Compute inner product $\langle (1+i,4) , (2-3i, 4+5i) \rangle$ in $\mathbb{C}^2$

Question

Compute inner product $\langle (1+i,4) , (2-3i, 4+5i) \rangle$ in $\mathbb{C}^2$

• My Answer:

$= (1+i)(2-3i) + 4(4+5i)$

• Book's answer:

$=(1+i)(2+3i)+4(4-5i)$

Why does the book's method conjugate the terms in the second argument of the inner product?

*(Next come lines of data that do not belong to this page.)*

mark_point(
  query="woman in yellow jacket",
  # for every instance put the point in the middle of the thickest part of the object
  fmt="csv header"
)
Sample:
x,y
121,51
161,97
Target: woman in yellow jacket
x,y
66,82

I didn't know we conjugated when directly computing the standard inner product over a complex field. I thought we only conjugate when pulling out a scalar from the second argument or when we swap the order of arguments.

Answer 1

There are books that define: $$\langle z,w\rangle_1 = \sum_{j=1}^nz_j\overline{w_j},$$ while others define $$\langle z,w \rangle_2 = \sum_{j=1}^n\overline{z_j}w_j,$$so you have to pay attention to that. If we don't conjugate one of the terms, we won't have the property $\langle z,w\rangle = \overline{\langle w,z\rangle}$ we want. Both are called the standard inner products in $\Bbb C^n$. I numbered them so we can compare: $$\langle (1+i,4),(2-3i,4+5i)\rangle_1 = (1+i)(2+3i)+4(4-5i) \\ \langle (1+i,4),(2-3i,4+5i)\rangle_2 = (1-i)(2-3i)+4(4+5i)$$

You forgot to take conjugates there. Your book is using $\langle\cdot,\cdot\rangle_1$.

Answer 2

You have $\langle a, b\rangle = \sum_i a_i\overline{b_i}$ (or $\langle a, b\rangle = \sum_i \overline{a_i}b_i$ depending on the day of the week) so that $\langle a, a\rangle = \|a\|^2$.